Peptide inhibitors of angiotensin-I converting enzyme based on angiotensin (1–7) with selectivity for the C-terminal domain

[Display omitted] •The search for domain-specific ACE inhibitors has been the focus of this report.•Ac-Ang (2–7)-NH2 is a potential analogue to develop effective cACE inhibitors.•First dynamics simulation report of an Ang (1–7) derivative with both ACE domains.•Molecular dynamics simulations show Val3 and Tyr4 interactions with ACE subsites.•Our results can facilitate the development of domain-selective ACE inhibitors. The renin-angiotensin system (RAS) is a key regulator of human arterial pressure. Several of its effects are modulated by angiotensin II, an octapeptide originating from the action of angiotensin-I converting enzyme (ACE) on the decapeptide angiotensin-I. ACE possess two active sites (nACE and cACE) that have their own kinetic and substrate specificities.
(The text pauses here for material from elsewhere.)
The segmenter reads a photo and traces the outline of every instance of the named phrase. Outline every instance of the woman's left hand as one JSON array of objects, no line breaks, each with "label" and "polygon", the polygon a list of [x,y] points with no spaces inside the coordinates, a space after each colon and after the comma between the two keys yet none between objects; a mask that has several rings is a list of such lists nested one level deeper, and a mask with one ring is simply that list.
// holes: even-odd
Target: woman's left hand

ACE inhibitors are widely used as the first-line treatment for hypertension and other heart-related diseases, but because they inactivate both ACE domains, their use is associated with serious side effects. Thus, the search for domain-specific ACE inhibitors has been the focus of intense research. Angiotensin (1–7), a peptide that also belongs to the RAS, acts as a substrate of nACE and an inhibitor of cACE. We have synthetized 15 derivatives of Ang (1–7), sequentially removing the N-terminal amino acids and modifying peptides extremities, to find molecules with improved selectivity and inhibition properties. Ac-Ang (2–7)-NH2 is a good ACE inhibitor, resistant to cleavage and with improved cACE selectivity. Molecular dynamics simulations provided a model for this peptide’s selectivity, due to Val3 and Tyr4 interactions with ACE subsites. Val3 has an important interaction with the S3 subsite, since its removal greatly reduced peptide-enzyme interactions. Taken together, our findings support ongoing studies using insights from the binding of Ac-Ang (2–7)-NH2 to develop effective cACE inhibitors.